O nome técnico disso é timbre mesmo?


----------



## guihenning

Sim.


----------



## duduc

Gracias. E como se chama a qualidade particular da voz de cada indivíduo específico quando produz um fone ou diz concretamente uma palavra qualquer?


----------



## guihenning

Chama-se timbre também.


----------



## pkogan

Alentugano said:


> penso que seja fechada na maior parte do Brasil.


É, sim, exceto em São Paulo onde muitas vogais tônicas seguidas de consoante nasal são produzidas com timbre aberto, igual que em Portugal.


----------



## pkogan

duduc said:


> Gracias. E como se chama a qualidade particular da voz de cada indivíduo específico quando produz um fone ou diz concretamente uma palavra qualquer?
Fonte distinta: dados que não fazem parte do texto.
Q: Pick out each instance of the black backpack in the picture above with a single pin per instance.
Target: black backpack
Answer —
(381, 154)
Justamente essa qualidade particular -decorrente de fatores articulatórios- pode ser percebida auditivamente nos diferentes timbres que apresentam os sons vocálicos abertos/fechados.


----------



## guihenning

É difícil de falar de timbre, neste caso, no Brasil. Há as pronúncias abertas, sobretudo no nordeste podendo ocorrer também em São Paulo, há a pronúncia fechada, majoritária, que é como a maioria dos brasileiros tem a impressão de pronunciar e existe também o <o> nasal se a ele se seguir um <m> (mesmo que este esteja entre vogais). 'Homem', por exemplo, pode ser pronunciado de três jeitos: _hômem, hómem e hõmem. _É fato já sabido que há entre os brasileiros uma tendência de nasalizar vogais antes de <m> e <n> mesmo que esses se situem entre vogais. Todavia, o ambiente fonético precisa de ser favorável, isto é, normalmente vai haver <m> e <n> também nas sílabas seguintes para que o fenômeno ocorra, como é o caso de 'homem' ou 'banana', por exemplo.


----------